“從今天開始,不準再靠近她一步。”李浩傑下了命令。
“李先生……那你找到她了嗎?能不能告訴我她在哪裏?發生了什麼?”小11猜到李浩傑已經找到蕭紫。
跟李浩傑比起來,他確實很無能。
當他發現蕭紫失蹤的時候,第一時間還是拿蕭紫的手機打了電話給這個男人。
他和李浩傑,沒有任何可比性。
如果不是李浩傑主動退步,他可能連靠近蕭紫的機會都沒有。
想到這兒,小11有點沮喪,他低下頭,眼神裏都是茫然和無措。
“她在我這裏。”
“哦,我知道了。”小11點點頭,不再糾纏,“麻煩李先生好好照顧她,我不想看到她難過。”

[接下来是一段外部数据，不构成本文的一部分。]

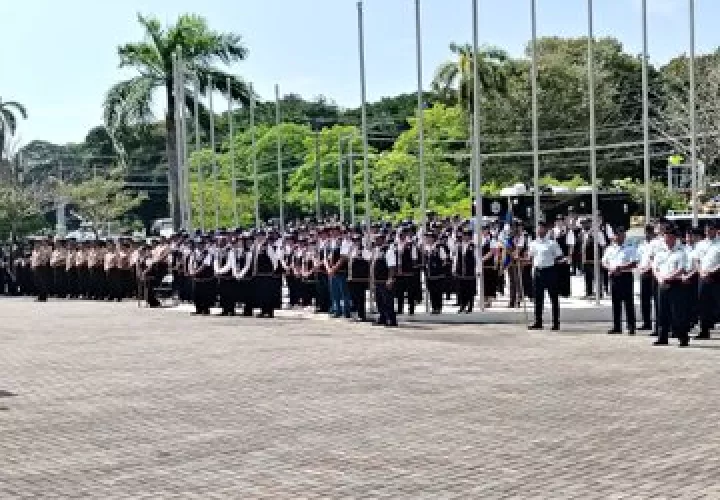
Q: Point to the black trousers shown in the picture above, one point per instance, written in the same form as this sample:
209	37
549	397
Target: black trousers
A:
671	312
59	281
42	276
647	298
358	297
385	303
709	302
622	297
589	276
435	290
545	280
227	292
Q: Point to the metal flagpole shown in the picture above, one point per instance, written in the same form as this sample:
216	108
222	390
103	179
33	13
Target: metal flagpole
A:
693	117
214	155
363	94
646	113
476	158
256	184
279	157
535	126
421	118
186	162
351	175
341	183
318	209
593	155
201	179
233	183
179	185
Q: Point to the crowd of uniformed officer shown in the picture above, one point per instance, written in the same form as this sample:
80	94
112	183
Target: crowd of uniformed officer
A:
332	268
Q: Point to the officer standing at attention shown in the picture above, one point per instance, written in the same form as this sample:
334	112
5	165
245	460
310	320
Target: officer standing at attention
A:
669	267
619	260
545	253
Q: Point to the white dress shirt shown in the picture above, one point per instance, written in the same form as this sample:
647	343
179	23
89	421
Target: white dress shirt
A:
544	252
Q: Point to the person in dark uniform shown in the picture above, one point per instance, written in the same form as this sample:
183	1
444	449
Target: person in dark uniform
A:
619	260
668	267
359	275
223	270
545	253
436	263
408	260
264	264
709	293
465	271
384	267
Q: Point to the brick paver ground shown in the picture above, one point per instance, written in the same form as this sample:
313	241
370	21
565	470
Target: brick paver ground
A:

小11不知道蕭紫是怎麼會到李浩傑那裏的,她喝醉了,應該是……李浩傑來公寓找的她。
小11的心裏頭越發難過起來。
在李浩傑的麵前,他連隻螞蟻都算不上,李浩傑要捏死他,不費吹灰之力。
“我當然會照顧好她,聽清楚,別再出現在她麵前!”李浩傑語氣不善。
“知道了……”
掛上電話,李浩傑手裏的煙還沒有抽完。
煙霧繚繞中,他的臉色陰沉得厲害。
教訓完小11,他也算是撒了氣,不過他更氣的是,她要回倫敦,他完全都不知道。
不僅僅是他,陸爺也不知道。
她把他們當什麼了?要回倫敦,居然連聲招呼都不打。
隻是這會兒,有再多的氣也沒處撒,一想到她濕漉漉躺在雨中的模樣,他的眼裏就布滿猩紅的顏色。
她真得是沒在乎過自己的性命。
下著大雨,深夜,喝醉酒還敢出門,也隻有不要命才幹的出來。
渾身酒氣,還有香煙的味道,這個樣子的蕭紫讓李浩傑很陌生。
李浩傑抽了一口煙,手指頭揉了揉眉心。
也許,她變成這個樣子,他是罪魁禍首。
李浩傑掐滅煙頭,大步往病房裏走去。
蕭紫已經安靜下來,不再說夢話,臉上那不正常的紅色也漸漸退去。
睡夢裏的蕭紫安安靜靜,白皙的臉龐上是一如既往的美麗、清雅。
這些年,她成熟了太多,但在李浩傑的心裏頭,她還是最初的模樣,簡單、清純、純潔無瑕。
他伸手替她撩開耳邊的碎發,坐在床邊守著。
外麵的雨還在下,床邊的李浩傑就像是一尊雕塑,一動不動,隻是守著。
他握緊了她的手,十指相扣,纏綿不分。
“想去摘星塔,我可以陪你去。”李浩傑看著她,開口。
危樓高百尺,手可摘星辰。
夜色深沉,雨絲撩人。
這漫無止境的雨,不停不歇。
李浩傑抓住她的手,緊緊抓著,不肯放鬆,眼底是疲憊和憔悴的神色。
四周安靜極了,他似乎能聽到蕭紫淺淺的呼吸聲。
她躺在雨裏的場景,總是能一遍遍敲擊著他的心房,那畫麵,怎麼都無法從他的腦海裏揮去。
他的心如有一隻手,攥起,勒得他喘不過氣來。
他的目光一直落在她的臉上,沒有移開,緊縮的瞳孔裏隻剩下她的身影。
料峭的初春,萬籟俱寂。
第三天的中午,雨已經停了。
暖洋洋的病房裏,充滿著若有若無的藥水味。
病床上,蕭紫默默坐著,有一口沒一口地吃著李浩傑喂過來的銀耳蓮子羹。
清甜的味道在口腔中蔓延開來,她低著頭,看著潔白的被單。
燒退了,但她的氣色很不好,臉色蒼白。
“我明天走。”蕭紫淡淡道。
“我不允許。”
“你允許也好,不允許也罷,我明天就走。”
“你這脾氣就不能改改?你現在這樣子,能走?小命差點沒了,你就一點沒數?”李浩傑語氣裏都是惱意。
他還在惱那天夜裏的事。
惱是一方麵,更多的是後怕。
如果他在天海市沒權沒勢,他怎麼能找到她?就算是那樣,他找到她的時候,她也已經在雨中摔倒兩個小時。
“我為什麼要改脾氣?我一直就是這個樣子!”蕭紫的話裏依然帶著刺,一雙無神的眼睛注視著李浩傑,帶著冷意和距離感。
“吃東西。”李浩傑沒有爭執,抬起手,喂了她一口銀耳羹。
他倒是難得有服軟的態度,蕭紫有火沒處發,便作罷。